Former MPD officer sentenced after pleading guilty to criminal vehicular homicide
Former Minneapolis police officer Brian Cummings was sentenced today to 270 days in the Hennepin County Adult Correctional Facility, after admitting in April to killing 40-year-old Leneal Frazier by driving with gross negligence, entering an intersection on a red light at an extraordinarily high rate of speed, with no justifiable reason for doing so. Cummings’ guilty plea is believed to be the first time in Minnesota that a police officer has pled guilty to a homicide offense without having previously been convicted and sentenced to prison or having a promise of a concurrent sentence in another jurisdiction. Hennepin County Attorney Mary Moriarty released the following statement:
“Community members expect that those empowered to enforce the law will not callously disregard the lives of others when they do so. Thankfully, Mr. Cummings’ criminal conduct is not representative of the many enforcement officers who act and drive responsibly with respect for the safety of our community members each and every day.
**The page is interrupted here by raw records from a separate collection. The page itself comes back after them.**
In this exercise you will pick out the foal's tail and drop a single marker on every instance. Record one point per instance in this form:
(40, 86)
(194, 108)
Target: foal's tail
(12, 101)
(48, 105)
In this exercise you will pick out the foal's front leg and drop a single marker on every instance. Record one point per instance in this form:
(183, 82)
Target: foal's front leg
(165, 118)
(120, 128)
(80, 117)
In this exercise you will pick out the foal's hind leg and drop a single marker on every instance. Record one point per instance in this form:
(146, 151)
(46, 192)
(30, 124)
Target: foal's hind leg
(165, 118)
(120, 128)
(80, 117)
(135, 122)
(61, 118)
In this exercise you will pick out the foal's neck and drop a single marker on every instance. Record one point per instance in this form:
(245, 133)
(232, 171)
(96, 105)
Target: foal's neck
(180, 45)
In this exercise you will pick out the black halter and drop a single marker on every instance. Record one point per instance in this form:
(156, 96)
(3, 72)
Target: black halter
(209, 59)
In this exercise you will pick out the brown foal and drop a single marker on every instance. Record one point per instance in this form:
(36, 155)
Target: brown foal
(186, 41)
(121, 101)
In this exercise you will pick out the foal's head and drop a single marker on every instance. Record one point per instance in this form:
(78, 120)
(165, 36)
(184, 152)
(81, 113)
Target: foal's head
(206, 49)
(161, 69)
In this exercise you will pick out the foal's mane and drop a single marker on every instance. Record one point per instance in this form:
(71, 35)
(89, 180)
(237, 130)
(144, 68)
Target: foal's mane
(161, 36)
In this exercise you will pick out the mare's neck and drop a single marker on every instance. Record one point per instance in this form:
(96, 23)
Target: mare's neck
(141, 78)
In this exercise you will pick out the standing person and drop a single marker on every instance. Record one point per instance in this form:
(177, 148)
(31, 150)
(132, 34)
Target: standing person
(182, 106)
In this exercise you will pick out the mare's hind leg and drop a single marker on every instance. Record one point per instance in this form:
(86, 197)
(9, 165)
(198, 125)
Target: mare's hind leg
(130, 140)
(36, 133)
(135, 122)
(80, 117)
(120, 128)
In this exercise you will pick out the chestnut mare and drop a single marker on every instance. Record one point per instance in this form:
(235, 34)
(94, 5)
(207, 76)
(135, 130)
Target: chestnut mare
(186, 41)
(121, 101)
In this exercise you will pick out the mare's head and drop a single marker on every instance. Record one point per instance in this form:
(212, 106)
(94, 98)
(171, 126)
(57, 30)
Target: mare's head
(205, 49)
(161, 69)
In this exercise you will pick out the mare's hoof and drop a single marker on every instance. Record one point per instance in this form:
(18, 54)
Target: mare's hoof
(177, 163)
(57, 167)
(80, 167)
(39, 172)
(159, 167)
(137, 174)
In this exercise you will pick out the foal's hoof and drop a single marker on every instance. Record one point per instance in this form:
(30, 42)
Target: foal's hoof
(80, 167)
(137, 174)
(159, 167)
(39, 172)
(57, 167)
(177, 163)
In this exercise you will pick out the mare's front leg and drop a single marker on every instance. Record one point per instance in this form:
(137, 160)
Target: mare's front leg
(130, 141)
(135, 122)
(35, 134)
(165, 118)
Good police work is a critical part of public safety, and we expect police officers will not break the law under the pretense of enforcing the law. Mr. Cummings’ actions fell far short of those expectations.
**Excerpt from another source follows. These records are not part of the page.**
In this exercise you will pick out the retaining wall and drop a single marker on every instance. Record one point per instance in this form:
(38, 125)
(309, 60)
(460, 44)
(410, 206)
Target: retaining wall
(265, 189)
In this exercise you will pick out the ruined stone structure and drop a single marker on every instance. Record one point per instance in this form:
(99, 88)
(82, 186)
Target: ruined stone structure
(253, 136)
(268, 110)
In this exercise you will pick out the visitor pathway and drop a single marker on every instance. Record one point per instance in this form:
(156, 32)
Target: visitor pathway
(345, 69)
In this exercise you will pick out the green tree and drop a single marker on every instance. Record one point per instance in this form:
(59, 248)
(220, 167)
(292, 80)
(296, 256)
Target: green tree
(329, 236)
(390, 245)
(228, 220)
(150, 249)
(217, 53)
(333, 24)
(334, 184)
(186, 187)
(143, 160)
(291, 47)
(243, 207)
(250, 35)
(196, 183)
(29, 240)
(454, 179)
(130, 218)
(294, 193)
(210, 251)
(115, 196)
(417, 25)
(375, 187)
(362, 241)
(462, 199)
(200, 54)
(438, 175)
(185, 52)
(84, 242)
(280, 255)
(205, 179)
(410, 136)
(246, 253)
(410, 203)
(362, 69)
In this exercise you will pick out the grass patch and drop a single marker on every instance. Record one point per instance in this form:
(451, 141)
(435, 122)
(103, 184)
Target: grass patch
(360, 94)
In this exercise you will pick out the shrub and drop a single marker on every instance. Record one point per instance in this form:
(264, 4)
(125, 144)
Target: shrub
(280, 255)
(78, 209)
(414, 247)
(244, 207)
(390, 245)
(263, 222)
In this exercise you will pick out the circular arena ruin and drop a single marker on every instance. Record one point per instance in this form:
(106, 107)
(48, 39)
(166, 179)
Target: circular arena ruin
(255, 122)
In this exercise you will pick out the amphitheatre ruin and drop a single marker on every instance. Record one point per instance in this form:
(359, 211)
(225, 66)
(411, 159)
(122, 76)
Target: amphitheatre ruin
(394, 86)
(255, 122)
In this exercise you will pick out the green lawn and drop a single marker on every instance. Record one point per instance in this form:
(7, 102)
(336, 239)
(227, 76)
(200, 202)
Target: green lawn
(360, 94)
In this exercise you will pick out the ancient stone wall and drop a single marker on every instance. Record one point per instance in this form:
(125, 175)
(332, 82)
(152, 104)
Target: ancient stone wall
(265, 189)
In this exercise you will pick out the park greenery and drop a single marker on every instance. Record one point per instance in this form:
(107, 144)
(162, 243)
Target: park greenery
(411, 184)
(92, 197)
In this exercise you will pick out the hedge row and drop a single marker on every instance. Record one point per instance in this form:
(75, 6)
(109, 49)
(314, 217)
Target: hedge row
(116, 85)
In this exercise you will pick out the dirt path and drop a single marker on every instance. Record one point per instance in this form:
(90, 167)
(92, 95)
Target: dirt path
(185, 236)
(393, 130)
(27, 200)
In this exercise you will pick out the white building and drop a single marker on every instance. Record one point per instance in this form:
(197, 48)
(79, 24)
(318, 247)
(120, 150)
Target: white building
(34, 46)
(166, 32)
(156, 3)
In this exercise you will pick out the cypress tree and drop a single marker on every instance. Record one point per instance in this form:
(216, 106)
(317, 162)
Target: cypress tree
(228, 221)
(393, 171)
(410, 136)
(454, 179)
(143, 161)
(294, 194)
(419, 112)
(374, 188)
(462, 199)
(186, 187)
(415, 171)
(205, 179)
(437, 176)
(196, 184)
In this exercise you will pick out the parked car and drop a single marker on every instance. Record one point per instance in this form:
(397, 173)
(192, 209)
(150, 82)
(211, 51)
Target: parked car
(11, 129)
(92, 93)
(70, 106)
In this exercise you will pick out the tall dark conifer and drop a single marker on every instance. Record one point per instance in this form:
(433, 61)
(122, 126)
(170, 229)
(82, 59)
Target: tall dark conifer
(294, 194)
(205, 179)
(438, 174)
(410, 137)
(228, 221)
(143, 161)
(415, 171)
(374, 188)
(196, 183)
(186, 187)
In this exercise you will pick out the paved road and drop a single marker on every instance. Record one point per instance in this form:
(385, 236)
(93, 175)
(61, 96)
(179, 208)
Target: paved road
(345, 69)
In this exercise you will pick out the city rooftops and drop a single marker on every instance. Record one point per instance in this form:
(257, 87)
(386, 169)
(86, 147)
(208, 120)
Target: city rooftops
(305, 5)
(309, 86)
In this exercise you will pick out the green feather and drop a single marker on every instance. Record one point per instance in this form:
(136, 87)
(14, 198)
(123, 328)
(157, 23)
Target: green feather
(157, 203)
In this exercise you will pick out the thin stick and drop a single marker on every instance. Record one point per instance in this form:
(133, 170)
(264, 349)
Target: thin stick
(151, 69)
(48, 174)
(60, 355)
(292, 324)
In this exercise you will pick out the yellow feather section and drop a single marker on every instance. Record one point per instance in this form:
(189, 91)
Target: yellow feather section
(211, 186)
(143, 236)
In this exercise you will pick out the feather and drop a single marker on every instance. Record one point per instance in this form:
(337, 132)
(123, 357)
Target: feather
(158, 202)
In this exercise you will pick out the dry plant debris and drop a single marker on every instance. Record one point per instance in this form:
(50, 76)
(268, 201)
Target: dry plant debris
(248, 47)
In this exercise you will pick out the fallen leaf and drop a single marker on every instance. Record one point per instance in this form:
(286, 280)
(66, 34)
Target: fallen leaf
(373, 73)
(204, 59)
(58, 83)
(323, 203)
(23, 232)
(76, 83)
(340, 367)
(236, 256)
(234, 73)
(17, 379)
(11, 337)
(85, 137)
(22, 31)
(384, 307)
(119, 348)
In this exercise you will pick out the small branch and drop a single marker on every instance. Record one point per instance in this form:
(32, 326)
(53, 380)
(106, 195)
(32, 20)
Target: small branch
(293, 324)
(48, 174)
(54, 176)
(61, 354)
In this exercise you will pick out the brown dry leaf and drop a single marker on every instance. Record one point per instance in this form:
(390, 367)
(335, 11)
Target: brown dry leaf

“Today’s sentencing sends an important message that every person in our county will be held accountable for their actions when they break the law. Mr. Cummings has acknowledged he had other options that day and should not have continued the pursuit through city streets at such high speeds, causing excessive danger to others on the road. The criminally-negligent driving to which Mr. Cummings admitted will not be tolerated, and he has now been held accountable in the criminal legal system.
“My thoughts are with Leneal Frazier’s family, and I am hopeful today’s sentencing helps them as they go forward without him. They have endured a long road to criminal accountability with patience and dignity. I cannot imagine their continued pain and grief, knowing their loved one’s life was wrongfully taken by someone sworn to protect them.”